One such cooking adventure was a simple pumpkin (kabocha) soup. I used a pale green kabocha like the one in the back row center of the picture above. I liked it a lot, so I decided to share the recipe here. "Recipe" might be a bit of an overstatement, actually... the measurements are approximate. Kabocha vary in flavor and sweetness, so amounts of seasoning will change from one soup to the next.
Pumpkin (Kabocha) Soup with fruit and nut topping
- 2 onions, coarsely chopped
- 2 tablespoons butter (I used unsalted)
- 1-2 tablespoons white wine
- 2 cloves (roasted) garlic
- Roasted pumpkin, kabocha, or other squash (I used half of a fairly large one--I would guess about 700 grams. Boiled or pan-fried would also work, but roasted is so nice!)
- Chicken or vegetable stock, approx. 3-4 cups
- Add roasted pumpkin (kabocha) and cover with stock (veg or chicken--I used veg, probably 3-4 cups). I had half of a big one, oven roasted. Bring to a boil, simmer for about 10 minutes
- 3 tablespoons fresh herbs, minced (I used parley, sage, rosemary, and thyme); you will use half in the soup and reserve the rest for the topping.
- 3/4 cup cream
- Maple syrup to taste (I used about 2 tablespoons)
- Salt and pepper to taste
- Melt the butter in a medium pot over low heat. Add the onions, sprinkle with salt, and stir to coat with butter. Add the white wine, cover, and cook for about 10 minutes. Uncover and continue to cook over low heat for another 10 minutes or so, stirring frequently, until the onions are medium brown (caramelized). Throw in a couple of cloves of garlic when the onions are almost ready.
- Add roasted pumpkin (kabocha) and cover with stock. Bring to a boil and simmer for about 10 minutes. Add herbs (reserving half for the topping) and remove from heat.
- While waiting for the soup, I assembled the topping (recipe below).
- Puree the soup. I recommend a stick blender, but use whatever method works for you. Add cream and more stock to thin the soup to desired consistency. Taste and add maple syrup, salt, and pepper as necessary.
- Return soup to heat and bring it back to a simmer. Serve with topping, recipe below. I also recommend focaccia bread.
- Pecans, small handful
- Pumpkin seeds, small handful
- 1 tablespoon butter, if you live in Japan and your bacon isn't all that fatty
- 150g bacon, strips cut in 5mm pieces
- 1/2 cup dried apple, diced (Fresh apple would be fine, but add it later with the nuts and herbs and omit apple juice)
- 1 cup bread cubes (on the dry side, 5mm)

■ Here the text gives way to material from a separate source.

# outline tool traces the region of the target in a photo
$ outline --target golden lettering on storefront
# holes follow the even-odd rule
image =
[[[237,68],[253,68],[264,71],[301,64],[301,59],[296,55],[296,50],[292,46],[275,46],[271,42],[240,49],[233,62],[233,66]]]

- Parsley, Sage, Rosemary and Thyme, minced (reserved from soup recipe, above)
- A drizzle of maple syrup
- 2 tablespoons apple juice
- Salt and pepper to taste
- Toast pecans in a frying pan over low heat. Chop coursely. Then toast the pumpkin seeds.
- Melt the butter (if you are using any) in your frying pan over low heat, then add the bacon. Fry it until it's somewhat crispy. (Japanese bacon doesn't get crispy… and those of you using super greasy American bacon may want to remove some of the oil at this point. The ingenious Japanese way of doing that is soaking it up right out of the frying pan with cooking chopsticks and paper towels.)
- Add the dried apple and bread cubes, saute a bit to coat with oil, then add nuts, herbs, maple syrup, apple juice, and salt and pepper. Stir until the bread and apple absorb the liquid, and then saute on low until everything is somewhat crispy. Sprinkle over the soup.
- This would also be a nice topping for salads. Our Japanese friend who ate it with us also recommends trying it as a topping for rice.